- He Huang, a 32-year-old Chinese-born comedian, faced backlash from Chinese netizens after her stand-up comedy set on “Australia’s Got Talent” went viral.
- Huang’s set included a series of self-deprecating jokes about her name, marital status, parents and the COVID-19 pandemic.
- Although her audition garnered millions of views on social media, with many praising her talent, she also received hateful comments from Chinese netizens who were angered by her jokes on taboo topics.
- However, Huang remains unfazed by the hateful comments and does not plan on changing her jokes to be more cautious.
A Chinese-born comedian faced backlash from Chinese netizens after her stand-up comedy set on “Australia’s Got Talent” went viral.
He Huang, 32, became an international sensation for her audition on the reality talent show two weeks ago.

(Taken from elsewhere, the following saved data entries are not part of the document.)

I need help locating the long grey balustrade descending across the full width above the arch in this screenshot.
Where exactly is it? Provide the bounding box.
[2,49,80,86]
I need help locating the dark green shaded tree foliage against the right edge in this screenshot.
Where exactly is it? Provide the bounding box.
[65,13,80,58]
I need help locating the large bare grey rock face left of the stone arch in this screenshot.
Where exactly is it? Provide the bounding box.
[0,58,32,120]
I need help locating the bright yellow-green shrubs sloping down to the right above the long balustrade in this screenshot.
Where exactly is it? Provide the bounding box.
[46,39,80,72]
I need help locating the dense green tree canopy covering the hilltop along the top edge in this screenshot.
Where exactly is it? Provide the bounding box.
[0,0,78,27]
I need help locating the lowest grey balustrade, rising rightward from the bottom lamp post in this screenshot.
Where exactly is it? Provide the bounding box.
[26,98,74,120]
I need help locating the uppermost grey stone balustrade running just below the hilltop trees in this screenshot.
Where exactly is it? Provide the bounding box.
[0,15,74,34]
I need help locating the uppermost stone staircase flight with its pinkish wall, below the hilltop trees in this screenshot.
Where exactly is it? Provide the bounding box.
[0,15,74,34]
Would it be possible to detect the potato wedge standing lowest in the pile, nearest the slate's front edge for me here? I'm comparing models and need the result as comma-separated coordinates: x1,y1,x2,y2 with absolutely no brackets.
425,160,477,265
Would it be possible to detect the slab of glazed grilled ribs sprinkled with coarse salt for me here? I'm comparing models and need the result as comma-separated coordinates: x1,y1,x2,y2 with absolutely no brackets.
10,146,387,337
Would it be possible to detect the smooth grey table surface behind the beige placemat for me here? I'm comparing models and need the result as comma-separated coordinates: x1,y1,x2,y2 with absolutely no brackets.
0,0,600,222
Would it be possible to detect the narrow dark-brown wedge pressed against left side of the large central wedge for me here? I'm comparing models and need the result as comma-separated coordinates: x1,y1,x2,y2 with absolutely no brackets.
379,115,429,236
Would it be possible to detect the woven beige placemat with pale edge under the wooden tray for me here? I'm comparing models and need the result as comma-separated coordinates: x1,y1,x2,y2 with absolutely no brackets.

Audience members and viewers of Huang’s skit have reveled in her series of self-deprecating jokes about her name, marital status, parents and the COVID-19 pandemic.
“My name is He. It’s spelled H-E. And that’s it. Yes, it is my name. It’s not my pronoun,” she joked.

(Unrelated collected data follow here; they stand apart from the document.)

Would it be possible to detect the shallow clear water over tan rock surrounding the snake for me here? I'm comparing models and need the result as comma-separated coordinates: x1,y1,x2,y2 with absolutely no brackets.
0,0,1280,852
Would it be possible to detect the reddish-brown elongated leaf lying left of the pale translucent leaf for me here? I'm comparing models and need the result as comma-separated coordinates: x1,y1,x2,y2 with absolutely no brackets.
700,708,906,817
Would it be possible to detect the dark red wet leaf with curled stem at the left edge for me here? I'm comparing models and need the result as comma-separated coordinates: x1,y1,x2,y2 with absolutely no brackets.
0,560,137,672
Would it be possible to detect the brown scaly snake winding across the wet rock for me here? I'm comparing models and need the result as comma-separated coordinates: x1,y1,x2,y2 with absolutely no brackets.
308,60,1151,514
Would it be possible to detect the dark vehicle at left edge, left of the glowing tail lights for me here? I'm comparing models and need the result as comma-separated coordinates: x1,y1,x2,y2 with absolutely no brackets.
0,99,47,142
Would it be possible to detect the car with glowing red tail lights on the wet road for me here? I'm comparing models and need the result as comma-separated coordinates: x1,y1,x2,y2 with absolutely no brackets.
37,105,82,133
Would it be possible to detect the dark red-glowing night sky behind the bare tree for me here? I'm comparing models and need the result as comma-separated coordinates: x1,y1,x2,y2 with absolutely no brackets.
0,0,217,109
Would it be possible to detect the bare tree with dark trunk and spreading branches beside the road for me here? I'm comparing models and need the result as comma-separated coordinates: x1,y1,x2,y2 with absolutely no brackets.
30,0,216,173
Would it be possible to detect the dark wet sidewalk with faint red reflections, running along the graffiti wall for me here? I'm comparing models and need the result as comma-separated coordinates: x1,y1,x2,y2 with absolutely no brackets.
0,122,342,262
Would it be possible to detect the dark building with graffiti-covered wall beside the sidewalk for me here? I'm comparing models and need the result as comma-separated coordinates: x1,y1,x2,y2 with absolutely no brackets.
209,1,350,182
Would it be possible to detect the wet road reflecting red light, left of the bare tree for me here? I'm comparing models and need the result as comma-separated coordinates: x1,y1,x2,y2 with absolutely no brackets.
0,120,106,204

Huang also said she was “made in China” before deadpanning about the coronavirus.
“Look guys, I’m really sorry for the COVID,” she says. “I’m sorry for it, but I didn’t do it. I was here the whole time.”

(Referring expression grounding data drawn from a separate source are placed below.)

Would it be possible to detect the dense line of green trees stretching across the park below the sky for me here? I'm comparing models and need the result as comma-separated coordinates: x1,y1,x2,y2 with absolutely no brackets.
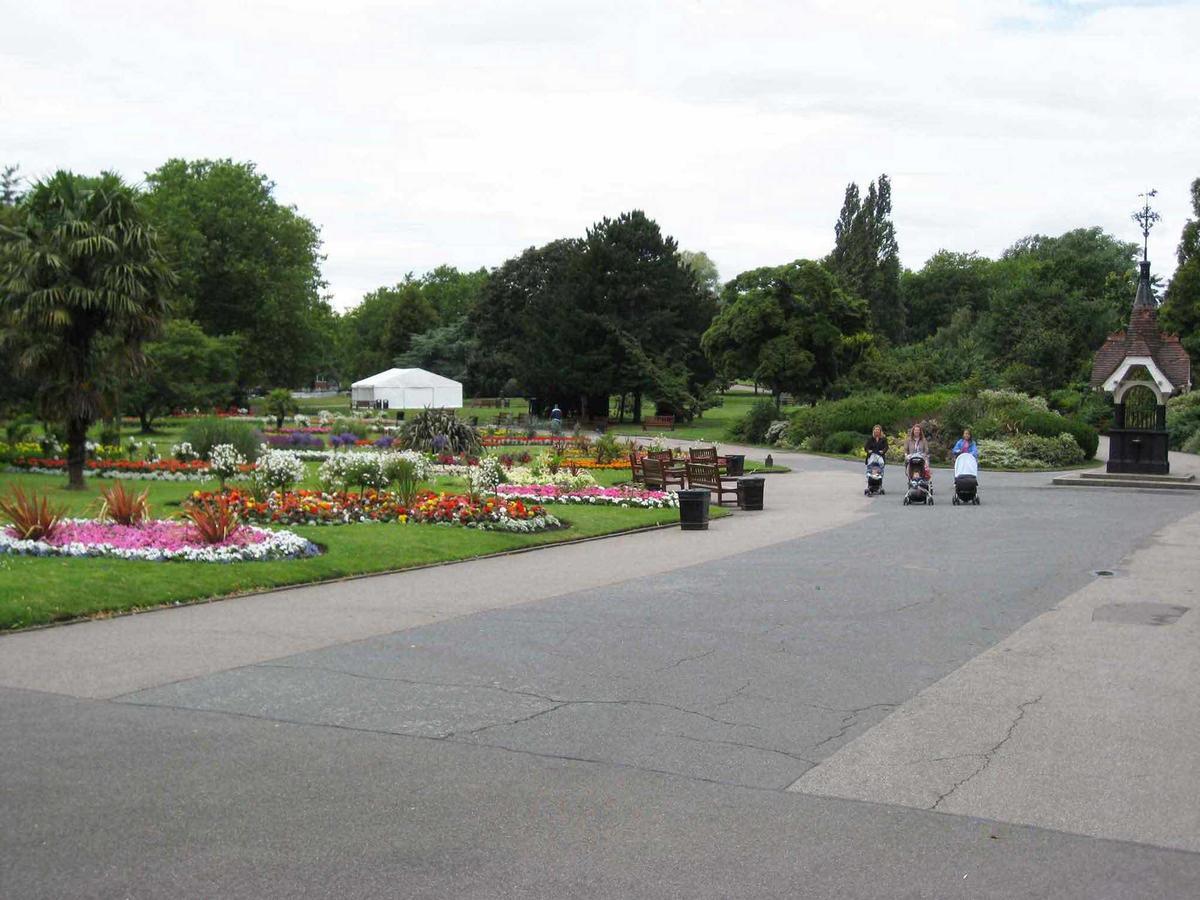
0,160,1200,458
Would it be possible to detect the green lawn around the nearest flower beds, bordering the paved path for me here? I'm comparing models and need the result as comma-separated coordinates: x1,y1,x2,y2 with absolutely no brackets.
0,464,727,629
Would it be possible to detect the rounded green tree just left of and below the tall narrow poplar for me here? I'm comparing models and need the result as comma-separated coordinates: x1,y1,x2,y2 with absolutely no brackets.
702,259,871,404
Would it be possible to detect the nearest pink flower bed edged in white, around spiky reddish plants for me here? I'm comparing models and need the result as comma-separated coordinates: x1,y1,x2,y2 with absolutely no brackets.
0,518,319,563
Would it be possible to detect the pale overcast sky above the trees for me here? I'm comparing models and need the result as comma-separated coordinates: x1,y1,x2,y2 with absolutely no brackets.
0,0,1200,308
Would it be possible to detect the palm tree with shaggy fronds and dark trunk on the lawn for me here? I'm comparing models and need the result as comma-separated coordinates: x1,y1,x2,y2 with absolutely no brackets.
0,172,174,488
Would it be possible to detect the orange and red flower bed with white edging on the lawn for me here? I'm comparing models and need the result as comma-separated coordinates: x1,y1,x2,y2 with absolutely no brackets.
200,491,562,532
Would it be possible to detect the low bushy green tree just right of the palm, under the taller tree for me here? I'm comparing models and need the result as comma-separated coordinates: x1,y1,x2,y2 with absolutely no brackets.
121,319,239,433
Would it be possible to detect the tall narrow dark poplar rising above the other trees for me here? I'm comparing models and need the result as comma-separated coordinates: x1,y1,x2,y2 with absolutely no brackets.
826,175,905,342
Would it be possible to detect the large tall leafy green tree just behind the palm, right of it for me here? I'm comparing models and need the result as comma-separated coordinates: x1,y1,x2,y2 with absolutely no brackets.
146,160,331,392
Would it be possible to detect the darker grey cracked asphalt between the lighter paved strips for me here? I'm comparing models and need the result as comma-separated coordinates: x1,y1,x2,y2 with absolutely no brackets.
0,458,1200,898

“Last year, I was roaming around the city and this guy just yelled at me, he was like, ‘Yo, go back to China,’” she adds. “I was, like, ‘Sir, there’s no flight.’”
“COVID is the suffering of all mankind, you shouldn’t make fun of that,” one Weibo user reportedly wrote.
“I’m mostly getting a lot of negativity,” Huang told Slate. “I think I’m just making jokes, but people are taking it really seriously, especially in China. They’re really offended by me. But, you know, I’m a comedian. Taking hits is part of the job.”
According to the comedian, Chinese netizens were triggered by the idea that she was apologizing for COVID-19 on their behalf. Viewers were also angered by her lines that joked Chinese women were “cheap” and other jokes they say degraded her culture.
“They’re overanalyzing all my jokes and then calling me a disgrace to our culture?” Huang said. “That’s the exact reason why I left China. I’m still seeing a lot of Chinese people posting that I’m a disgrace and that my parents should be ashamed of me. I’m like, ‘Dude, are you guys trying to prove to the world you don’t have a sense of humor?’”
The 32-year-old comedian has a background in politics and policy. She reportedly studied and worked in the U.S. for six years before moving to Australia in 2019.
Huang remains unfazed by the hateful comments and does not plan on changing her jokes to be more cautious.
“I used to think to myself ‘Hmm, are you sure you want to do this joke? Won’t I hurt some Chinese guy or some white guy’s feelings?’” the comedian told Slate. “Now I’m like, ‘Bring it on.’ Why not? They’re going to be mad anyways.”
Ever since going viral, Huang said she has had agents reaching out to her.
“I am already pretty established in Australia in terms of gigs. Before ‘Australia’s Got Talent,’ I had already been booked up until the end of this year, including another TV appearance. I’m pretty hard-working, and I’m doing gigs every night.”
It’s rare for the audience to see a Chinese woman doing comedy, so they give me a lot of love,” she added. “Every booker wants to get me in their room. This industry is not made of the same people hating on me. They love me.”